# beer cans improve TV reception



## bobrussell (Jul 13, 2009)

years ago i saw a camper with a batwing antenna on it, the owner had coke or beer cans taped to the bottom side of the ends of the antenna. i thought it odd and didn't see how it could help. later on, i was on top of my trailer and realized the purpose. the better antennas have a tray they rest in when folded down, the cheaper ones don't. if it dosen't have the tray, the tip ends of the antenna rub the rubber roof and would eventually make holes in it. with the cans on the ends, the cans lay firmly on the roof and the tips don't rub. 
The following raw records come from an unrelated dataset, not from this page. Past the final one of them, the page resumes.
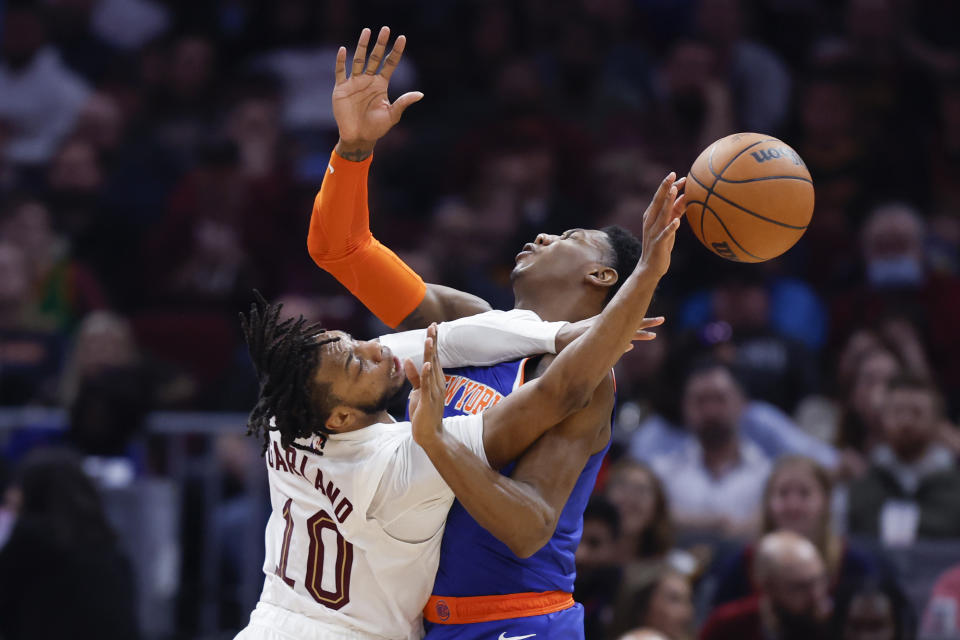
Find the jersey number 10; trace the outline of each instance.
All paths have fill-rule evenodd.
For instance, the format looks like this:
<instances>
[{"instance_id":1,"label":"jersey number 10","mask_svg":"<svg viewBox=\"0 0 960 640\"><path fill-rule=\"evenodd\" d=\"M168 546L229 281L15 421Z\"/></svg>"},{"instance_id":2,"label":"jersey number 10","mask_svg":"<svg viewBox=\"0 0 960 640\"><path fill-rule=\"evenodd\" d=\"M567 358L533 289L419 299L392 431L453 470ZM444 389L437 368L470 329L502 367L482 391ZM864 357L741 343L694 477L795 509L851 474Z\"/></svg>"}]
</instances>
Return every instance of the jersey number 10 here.
<instances>
[{"instance_id":1,"label":"jersey number 10","mask_svg":"<svg viewBox=\"0 0 960 640\"><path fill-rule=\"evenodd\" d=\"M283 519L286 526L283 529L283 548L280 550L280 564L277 565L276 574L293 588L296 581L287 577L287 556L290 555L290 538L293 536L293 515L290 513L290 505L293 498L288 498L283 505ZM323 531L327 529L333 532L333 535L327 536L335 538L334 544L323 543ZM307 592L313 596L313 599L329 609L340 609L350 602L350 571L353 569L353 545L337 530L337 525L333 518L324 510L317 511L307 518L307 535L310 537L310 549L307 554L307 570L304 579L304 587ZM331 560L333 565L332 580L333 590L323 588L323 573L327 567L327 560Z\"/></svg>"}]
</instances>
so from then on, i've had beer cans on my antenna. two cans and a little electrical tape will last 3 or 4 seasons. never fails, about every other trip, some one asks if that really helps with reception. i usually laugh and explain it to them unless i've had to empty a few fresh cans, then i tell them "heck yea, i can pick up cable with it."


----------



## happiestcamper (Mar 6, 2008)

If you empty enough beer cans, the reception will look better - just like all members of the opposite sex :rotflmao1:


----------



## charlieo (Mar 17, 2010)

Does it help reception if you don't have a TV in your trailer? I have the antenna and it is wired for cable but never a TV


----------